Inequities are a leading risk factor for violence against women. An estimated 37% of women living in the poorest countries have experienced physical and/or sexual intimate partner violence in their life, with some of these countries having a prevalence as high as 1 in 2. The regions of Oceania, Southern Asia and Sub-Saharan Africa have the highest prevalence rates of intimate partner violence among women aged 15-49, ranging from 33% - 51%. The lowest rates are found in Europe (16–23%), Central Asia (18%), Eastern Asia (20%) and South-Eastern Asia (21%).

This report presents data from the largest ever study of the prevalence of violence against women, conducted by WHO on behalf of a special working group of the United Nations. Based on data from 2000 to 2018, it updates previous estimates released in 2013. While the numbers reveal already alarmingly high rates of violence against women and girls, they do not reflect the ongoing impact of the COVID-19 pandemic. WHO and partners warn that the COVID-19 pandemic has further increased women’s exposure to violence, as a result of measures such as lockdowns and disruptions to vital support services.

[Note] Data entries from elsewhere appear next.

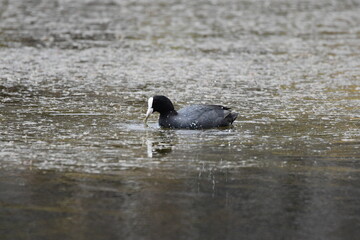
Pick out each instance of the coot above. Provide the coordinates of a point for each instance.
(191, 117)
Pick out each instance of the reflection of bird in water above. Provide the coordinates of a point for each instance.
(191, 117)
(160, 148)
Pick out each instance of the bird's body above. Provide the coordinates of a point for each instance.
(190, 117)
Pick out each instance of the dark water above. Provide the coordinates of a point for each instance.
(76, 161)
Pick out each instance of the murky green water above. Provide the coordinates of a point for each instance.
(76, 161)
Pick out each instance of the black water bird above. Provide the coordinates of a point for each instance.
(191, 117)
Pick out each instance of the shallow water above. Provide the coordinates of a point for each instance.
(77, 162)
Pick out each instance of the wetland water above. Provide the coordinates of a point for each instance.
(76, 161)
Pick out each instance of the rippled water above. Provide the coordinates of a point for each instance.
(76, 161)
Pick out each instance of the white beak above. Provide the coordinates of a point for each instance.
(150, 109)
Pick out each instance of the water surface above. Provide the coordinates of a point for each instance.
(76, 161)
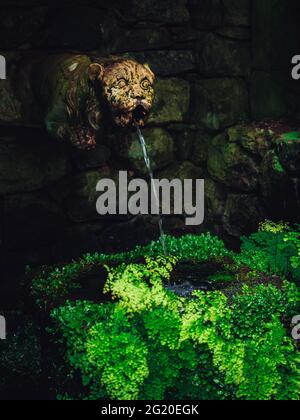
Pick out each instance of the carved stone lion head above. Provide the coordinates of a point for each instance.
(127, 89)
(81, 93)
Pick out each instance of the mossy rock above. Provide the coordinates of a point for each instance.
(172, 101)
(242, 214)
(230, 165)
(220, 103)
(160, 147)
(253, 139)
(219, 56)
(288, 148)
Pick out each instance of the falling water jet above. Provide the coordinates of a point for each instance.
(156, 193)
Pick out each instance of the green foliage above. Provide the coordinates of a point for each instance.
(274, 249)
(152, 344)
(51, 287)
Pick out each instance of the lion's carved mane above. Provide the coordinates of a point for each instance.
(76, 91)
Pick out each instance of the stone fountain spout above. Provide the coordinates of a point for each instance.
(75, 95)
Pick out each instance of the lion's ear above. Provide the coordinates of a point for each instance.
(146, 65)
(96, 71)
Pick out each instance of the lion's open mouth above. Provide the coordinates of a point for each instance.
(137, 116)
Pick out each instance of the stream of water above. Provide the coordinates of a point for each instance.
(155, 192)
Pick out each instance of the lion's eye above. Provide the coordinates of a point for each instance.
(146, 84)
(121, 83)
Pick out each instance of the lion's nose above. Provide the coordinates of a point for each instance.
(139, 113)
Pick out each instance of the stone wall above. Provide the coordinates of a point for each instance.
(220, 63)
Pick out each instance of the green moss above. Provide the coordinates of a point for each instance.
(292, 136)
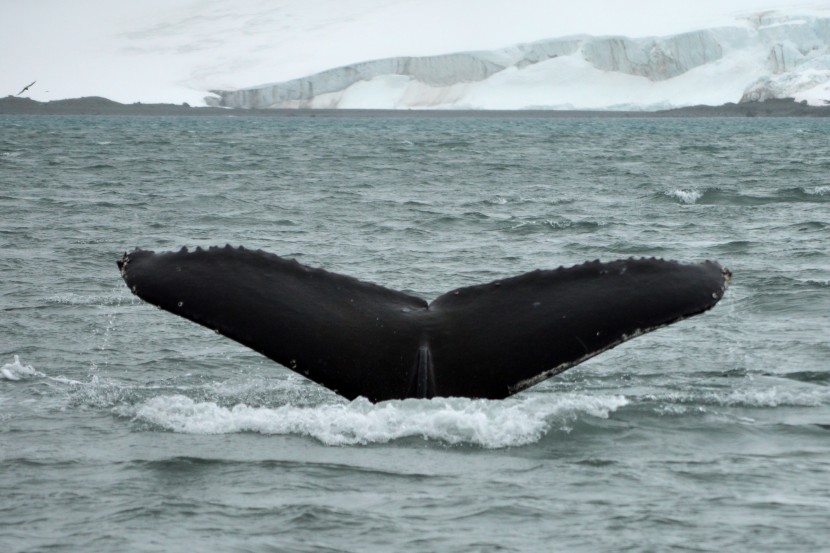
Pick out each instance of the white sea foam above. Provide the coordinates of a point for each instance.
(490, 424)
(685, 196)
(17, 370)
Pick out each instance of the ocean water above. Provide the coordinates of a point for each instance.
(123, 427)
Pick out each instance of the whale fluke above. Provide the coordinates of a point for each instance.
(360, 339)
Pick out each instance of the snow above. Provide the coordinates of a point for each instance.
(178, 50)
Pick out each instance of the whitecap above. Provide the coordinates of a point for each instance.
(17, 370)
(685, 196)
(489, 424)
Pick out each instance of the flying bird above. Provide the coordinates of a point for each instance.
(27, 87)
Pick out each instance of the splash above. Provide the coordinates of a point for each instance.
(17, 370)
(685, 196)
(489, 424)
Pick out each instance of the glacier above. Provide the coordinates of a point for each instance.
(767, 55)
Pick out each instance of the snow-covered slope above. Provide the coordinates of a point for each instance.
(771, 55)
(178, 50)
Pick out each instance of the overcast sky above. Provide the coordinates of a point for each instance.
(175, 50)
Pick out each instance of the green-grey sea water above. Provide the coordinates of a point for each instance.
(124, 428)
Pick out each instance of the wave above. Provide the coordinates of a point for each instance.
(18, 371)
(489, 424)
(718, 196)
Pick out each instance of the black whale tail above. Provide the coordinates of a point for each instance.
(360, 339)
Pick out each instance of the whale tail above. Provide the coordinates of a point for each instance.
(360, 339)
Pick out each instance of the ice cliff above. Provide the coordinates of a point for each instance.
(765, 56)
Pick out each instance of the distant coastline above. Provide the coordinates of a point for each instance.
(94, 105)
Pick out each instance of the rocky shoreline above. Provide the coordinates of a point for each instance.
(94, 105)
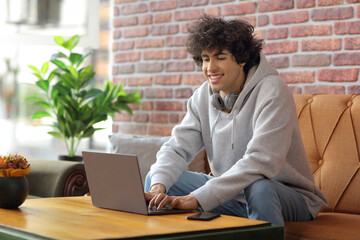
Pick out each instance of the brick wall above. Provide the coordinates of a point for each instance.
(314, 44)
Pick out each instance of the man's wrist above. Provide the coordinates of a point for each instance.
(158, 188)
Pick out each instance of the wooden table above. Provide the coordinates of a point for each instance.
(77, 218)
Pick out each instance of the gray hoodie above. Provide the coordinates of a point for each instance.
(259, 138)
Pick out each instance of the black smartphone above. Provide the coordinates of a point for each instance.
(204, 216)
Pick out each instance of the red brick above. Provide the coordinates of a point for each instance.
(162, 17)
(158, 93)
(192, 3)
(194, 79)
(183, 92)
(310, 30)
(156, 54)
(239, 9)
(305, 3)
(164, 29)
(279, 62)
(355, 89)
(125, 21)
(259, 34)
(174, 118)
(141, 117)
(134, 8)
(249, 19)
(163, 5)
(189, 14)
(321, 44)
(160, 130)
(127, 57)
(135, 32)
(167, 79)
(169, 106)
(117, 34)
(123, 117)
(352, 43)
(134, 129)
(329, 2)
(275, 5)
(179, 53)
(159, 118)
(263, 20)
(313, 60)
(126, 69)
(178, 41)
(277, 33)
(149, 67)
(341, 59)
(295, 89)
(121, 81)
(326, 14)
(146, 19)
(125, 45)
(338, 75)
(149, 43)
(221, 1)
(289, 17)
(182, 66)
(140, 81)
(280, 47)
(347, 27)
(322, 89)
(213, 11)
(298, 77)
(147, 106)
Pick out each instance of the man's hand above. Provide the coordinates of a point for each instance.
(157, 197)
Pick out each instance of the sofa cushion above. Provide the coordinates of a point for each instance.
(325, 226)
(146, 148)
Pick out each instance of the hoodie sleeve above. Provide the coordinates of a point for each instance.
(176, 154)
(273, 127)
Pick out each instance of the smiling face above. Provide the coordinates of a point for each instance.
(221, 70)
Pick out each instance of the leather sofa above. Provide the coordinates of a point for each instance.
(56, 178)
(330, 128)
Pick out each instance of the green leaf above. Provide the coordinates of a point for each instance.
(60, 64)
(33, 99)
(73, 72)
(43, 84)
(59, 40)
(56, 134)
(75, 58)
(43, 104)
(41, 114)
(44, 68)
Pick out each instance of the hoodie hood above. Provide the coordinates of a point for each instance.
(255, 75)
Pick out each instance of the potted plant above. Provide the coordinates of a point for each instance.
(14, 187)
(68, 97)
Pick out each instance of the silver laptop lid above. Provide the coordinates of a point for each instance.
(115, 181)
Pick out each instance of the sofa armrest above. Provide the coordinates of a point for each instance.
(56, 178)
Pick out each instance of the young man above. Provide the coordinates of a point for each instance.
(245, 118)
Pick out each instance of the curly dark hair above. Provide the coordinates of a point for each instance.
(236, 36)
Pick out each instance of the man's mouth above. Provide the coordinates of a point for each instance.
(215, 78)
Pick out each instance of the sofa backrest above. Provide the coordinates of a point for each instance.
(330, 128)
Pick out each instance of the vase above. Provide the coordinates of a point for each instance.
(67, 158)
(13, 191)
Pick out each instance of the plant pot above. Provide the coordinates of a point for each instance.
(67, 158)
(13, 191)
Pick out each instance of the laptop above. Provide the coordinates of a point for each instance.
(115, 183)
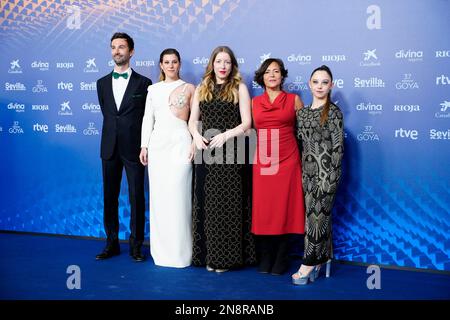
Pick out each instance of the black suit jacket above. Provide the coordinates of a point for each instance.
(122, 126)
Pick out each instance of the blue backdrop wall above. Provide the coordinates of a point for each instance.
(391, 62)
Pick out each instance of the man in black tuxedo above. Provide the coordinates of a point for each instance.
(122, 95)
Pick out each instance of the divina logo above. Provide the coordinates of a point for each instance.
(15, 128)
(372, 82)
(65, 109)
(18, 107)
(92, 107)
(439, 134)
(42, 66)
(442, 80)
(406, 83)
(39, 87)
(373, 109)
(410, 55)
(444, 111)
(300, 59)
(406, 133)
(368, 135)
(406, 108)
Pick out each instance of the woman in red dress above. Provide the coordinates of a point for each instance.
(278, 206)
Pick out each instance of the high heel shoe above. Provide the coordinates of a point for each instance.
(304, 279)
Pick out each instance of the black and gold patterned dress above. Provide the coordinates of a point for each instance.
(322, 151)
(221, 210)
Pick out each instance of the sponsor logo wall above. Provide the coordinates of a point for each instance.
(391, 80)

UN Women Executive Director Phumzile Mlambo-Ngcuka shared that the multiple impacts of COVID-19 have triggered a “shadow pandemic” of increased reported violence of all kinds against women and girls, and is at its worst for young women aged 15-24 who may also be young mothers.

Dr Tedros Adhanom Ghebreyesus, WHO Director-General shared that violence against women is endemic in every country and culture, causing harm to millions of women and their families, and has been exacerbated by the COVID-19 pandemic. Unlike COVID-19, violence against women cannot be stopped with a vaccine. There is a need for governments, communities and individuals to change harmful attitudes, improve access to opportunities and services for women and girls, and foster healthy and mutually respectful relationships.

About the report:

The report, Global, regional and national estimates for intimate partner violence against women and global and regional estimates for non-partner sexual violence against women was developed by WHO and the UNDP-UNFPA-UNICEF-WHO-World Bank Special Programme of Research, Development and Research Training in Human Reproduction (HRP) for the United Nations Inter-Agency Working Group on Violence Against Women Estimation and Data. The Working Group includes representatives from WHO, UN Women, UNICEF, UNFPA, the United Nations Office on Drugs and Crime (UNODC) and the United Nations Statistics Division (UNSD) to strengthen the measurement and monitoring and reporting of violence against women, including for the purposes of monitoring the related indicators of the Sustainable Development Goals (SDGs). National data collection on intimate partner violence has increased significantly since the previous 2010 estimates, although challenges remain with data quality and availability. Sexual violence, in particular, remains one of the most taboo and stigmatizing forms and hence continues to be vastly underreported. Financial support for the analysis and report was provided by the Foreign, Commonwealth and Development Office of the United Kingdom.